I mean, to me, one of the biggest vectors, I think, is police forces and aesthetic imitation of Special Operations forces especially by SWAT teams. Take the FBI Hostage Rescue Team, they adopted MultiCam because they actually worked very closely with JSOC, including on deployments overseas, and it makes a lot of sense for them to do so. Then maybe you've got a Border Patrol tactical element that adopts MultiCam because they have a fairly paramilitary mission operating out in terrain and vegetation, and it makes sense for them.

But eventually, what happens is you start seeing it become adopted as the standard tactical uniform of many SWAT teams and other SWAT-like police forces, even when they're in urban environments and suburban environments and all these places where we would traditionally not expect to see police wearing camouflage, and it can create confusion.
CT: Where's the strangest place that you found MultiCam?

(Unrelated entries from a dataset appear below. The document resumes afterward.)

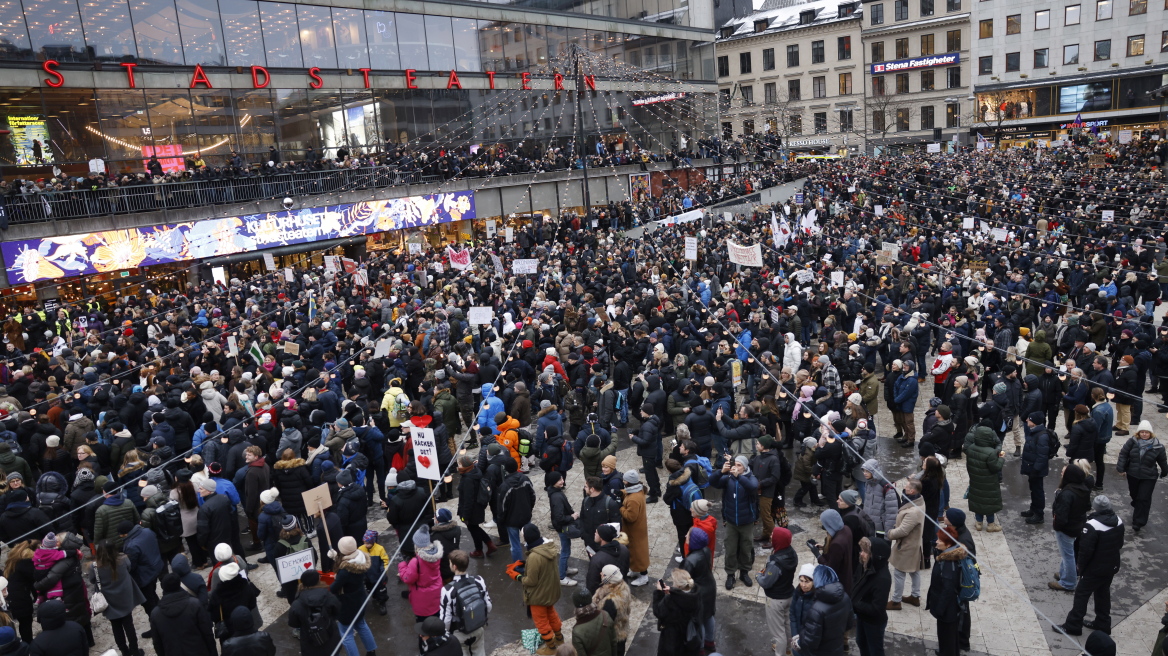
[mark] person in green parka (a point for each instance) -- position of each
(984, 462)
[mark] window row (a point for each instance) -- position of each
(901, 9)
(927, 46)
(927, 78)
(244, 33)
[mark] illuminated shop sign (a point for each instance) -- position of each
(76, 255)
(917, 63)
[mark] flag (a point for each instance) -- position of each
(256, 354)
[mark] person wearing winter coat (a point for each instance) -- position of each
(110, 576)
(422, 574)
(784, 560)
(984, 460)
(825, 623)
(1099, 559)
(836, 551)
(869, 595)
(944, 602)
(540, 580)
(349, 587)
(1141, 461)
(881, 501)
(60, 636)
(1035, 465)
(906, 550)
(181, 626)
(315, 599)
(675, 606)
(1069, 514)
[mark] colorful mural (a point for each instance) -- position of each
(76, 255)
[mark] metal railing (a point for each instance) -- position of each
(82, 203)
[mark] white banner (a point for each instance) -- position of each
(526, 266)
(480, 315)
(745, 256)
(425, 453)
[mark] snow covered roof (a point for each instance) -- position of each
(786, 14)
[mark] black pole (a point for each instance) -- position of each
(579, 119)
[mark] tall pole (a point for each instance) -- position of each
(579, 120)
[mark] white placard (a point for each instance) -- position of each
(290, 567)
(383, 348)
(425, 453)
(745, 256)
(480, 315)
(526, 266)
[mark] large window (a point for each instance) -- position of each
(1135, 46)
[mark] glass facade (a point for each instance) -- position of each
(124, 126)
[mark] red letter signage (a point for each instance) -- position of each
(314, 74)
(50, 67)
(200, 77)
(255, 77)
(130, 74)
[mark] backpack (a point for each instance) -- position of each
(402, 407)
(470, 605)
(320, 627)
(971, 580)
(167, 522)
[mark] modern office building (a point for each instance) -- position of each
(1041, 69)
(793, 70)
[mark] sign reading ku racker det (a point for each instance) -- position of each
(930, 61)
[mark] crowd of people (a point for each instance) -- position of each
(151, 445)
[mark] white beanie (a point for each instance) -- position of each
(229, 571)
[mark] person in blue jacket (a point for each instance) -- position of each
(739, 513)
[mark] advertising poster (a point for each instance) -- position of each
(95, 252)
(29, 139)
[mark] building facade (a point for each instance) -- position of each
(118, 81)
(792, 70)
(917, 81)
(1043, 70)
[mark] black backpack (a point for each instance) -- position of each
(167, 522)
(470, 605)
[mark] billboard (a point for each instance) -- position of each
(29, 260)
(929, 61)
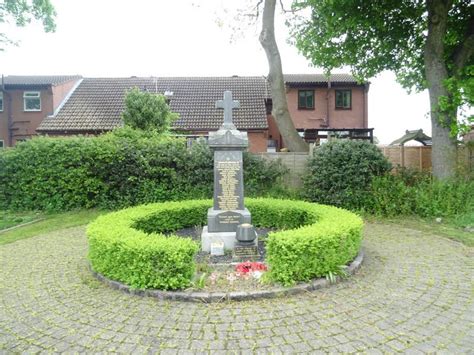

WM: For a long time, it was very closely associated with the Azov Brigade, the far right unit in Ukraine. They've been using it since 2015 and they so strongly identify with it that there is an Azov-affiliated metal band called “My Skin is MultiCam.” But more recently, it is the semiofficial uniform of the Wagner Group. But I think probably the strangest is seeing it on the Taliban Interior Ministry Special Forces propaganda videos. I mean, that's incredibly bizarre for me to see.
I have no explanation for this, but I found one photo that shows some [Chinese] government-affiliated Boy Scout-type thing and these little children training on little practice mortars, and they're wearing MultiCam.

CT: What's something that didn't make it into the story you’d want to share?
WM: Well, one anecdote that I'll share that I had in the draft of the story at one point was, I remember being in the Pech Valley in 2010, and the commander in the Valley was a guy who had just come from the Ranger Regiment to command this infantry battalion. So he'd been wearing MultiCam, but now he was in this battalion of regular troops wearing their ACUs, which were so ill-suited to the mountains that they were operating in with all this greenery.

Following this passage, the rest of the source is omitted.